In embodiments, the isolated protein of the second aspect is of a protein classification selected from: ferredoxin/adrenodoxin reductase; cytochrome; ATP synthase; NADH dehydrogenase; fatty acid desaturase; Acyl-CoA-oxidase; pantothenate kinase; polyphosphate multikinase; G protein-coupled receptor; and succinate dehydrogenase.

In embodiments, the isolated protein of the second aspect is selected from ferredoxin/adrenodoxin reductase; mitochondrial cytochrome b2; cytochrome b; cytochrome c oxidase subunit 1 ; ATP synthase subunit 6; NADH dehydrogenase subunit 4; cytochrome c oxidase subunit 2; cytochrome c oxidase subunit 3; NADH dehydrogenase subunit 2; NADH dehydrogenase subunit 5; NADH dehydrogenase subunit 6; cytochrome c oxidase subunit 3; delta 9 fatty acid desaturase; Acyl-CoA-oxidase; pantothenate kinase PanK; geranylgeranyl pyrophosphate synthase; fumarate reductase; sucrose transporter; inositol polyphosphate multikinase, ARGR transcription regulatory complex component; G protein-coupled receptor, rhodopsin-like; succinate dehydrogenase; and ATP synthase subunit mitochondrial.

A third aspect of the invention provides a method of modifying a nucleic acid or protein, including a step of changing one or more nucleotides or amino acids of the nucleic acid or protein, to produce: an isolated nucleic acid comprising a nucleotide sequence set forth in SEQ ID NOs:1240- 12684 or a nucleotide sequence at least 80% identical thereto, or a fragment of the isolated nucleic acid, or an isolated protein encoded by an isolated nucleic acid comprising a nucleotide sequence set forth in SEQ ID NOs: 1240-12684 or a nucleotide sequence at least 80% identical thereto, or a fragment or derivative of the isolated protein.

Suitably, the method of the third aspect is a method of producing the isolated nucleic acid of the first aspect or the isolated protein of the second aspect.

In embodiments, the method of modifying the nucleic acid or protein according to the third aspect is a method of mutagenising the nucleic acid or protein.

A fourth aspect of the invention provides a nucleic acid vector or construct comprising the isolated nucleic acid of the first aspect.

In embodiments, the vector or construct of the fourth aspect is an expression vector or construct. In embodiments, the vector or construct is adapted for protein expression in yeast.

In embodiments, the vector or construct of the fourth aspect is a silencing vector or construct. In embodiments, the vector or construct is adapted for gene silencing in yeast.

In embodiments, the vector or construct of the fourth aspect is an editing construct. In embodiments, the editing construct is adapted for gene editing in yeast.

A fifth aspect of the invention provides a cell comprising the nucleic acid of the first aspect, the protein of the second aspect, or the vector or construct of the fourth aspect.

In embodiments, the cell of the fifth aspect is a prokaryotic cell. The prokaryotic cell may be a bacterial cell. In embodiments, the bacterial cell is a Paracoccus cell. The Paracoccus cell may be Paracoccus carotinifaciens .

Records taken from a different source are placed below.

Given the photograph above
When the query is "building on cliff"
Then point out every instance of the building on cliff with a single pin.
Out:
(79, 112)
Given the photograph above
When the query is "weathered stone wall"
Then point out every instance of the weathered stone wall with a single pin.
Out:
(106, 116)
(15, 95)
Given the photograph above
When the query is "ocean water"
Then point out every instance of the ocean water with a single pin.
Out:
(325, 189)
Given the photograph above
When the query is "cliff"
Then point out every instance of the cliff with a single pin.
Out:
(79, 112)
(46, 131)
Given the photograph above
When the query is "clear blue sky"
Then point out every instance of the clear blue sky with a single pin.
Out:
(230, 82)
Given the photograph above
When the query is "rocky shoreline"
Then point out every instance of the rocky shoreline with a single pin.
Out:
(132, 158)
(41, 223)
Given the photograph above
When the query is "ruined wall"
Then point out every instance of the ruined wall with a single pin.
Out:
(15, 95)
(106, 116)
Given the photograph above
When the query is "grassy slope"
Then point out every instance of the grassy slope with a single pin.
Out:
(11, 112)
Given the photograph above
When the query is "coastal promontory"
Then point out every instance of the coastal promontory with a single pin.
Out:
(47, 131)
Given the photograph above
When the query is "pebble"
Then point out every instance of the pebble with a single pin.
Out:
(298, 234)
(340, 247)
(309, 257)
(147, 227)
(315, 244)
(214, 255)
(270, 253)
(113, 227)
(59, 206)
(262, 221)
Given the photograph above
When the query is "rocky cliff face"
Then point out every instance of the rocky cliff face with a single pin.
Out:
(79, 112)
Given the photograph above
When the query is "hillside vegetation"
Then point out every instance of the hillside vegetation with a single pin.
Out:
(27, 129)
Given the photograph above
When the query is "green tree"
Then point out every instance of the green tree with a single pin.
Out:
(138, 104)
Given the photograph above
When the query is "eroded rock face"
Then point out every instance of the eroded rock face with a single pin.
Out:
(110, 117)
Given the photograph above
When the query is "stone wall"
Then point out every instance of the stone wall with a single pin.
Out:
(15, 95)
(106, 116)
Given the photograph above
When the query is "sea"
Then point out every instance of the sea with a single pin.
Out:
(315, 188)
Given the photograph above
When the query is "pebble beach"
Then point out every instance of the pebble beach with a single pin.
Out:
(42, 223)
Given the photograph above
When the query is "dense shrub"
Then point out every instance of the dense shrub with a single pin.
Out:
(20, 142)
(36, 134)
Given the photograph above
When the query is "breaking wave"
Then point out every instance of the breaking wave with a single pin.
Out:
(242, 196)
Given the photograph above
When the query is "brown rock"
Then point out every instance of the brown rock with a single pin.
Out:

In embodiments, the cell is a eukaryotic cell. The eukaryotic cell may be selected from a plant cell, an animal cell, an algal cell, and a fungal cell.

In embodiments, the algal cell is a microalgae cell. The microalgae cell may be a Haematococcus cell. In embodiments, the Haematococcus cell is Haematococcus pluvialis.

In embodiments the fungal cell is a yeast cell. The yeast cell may be a Xanthophyllomyces cell. In embodiments, the Xanthophyllomyces cell is Xanthophyllomyces dendrorhous.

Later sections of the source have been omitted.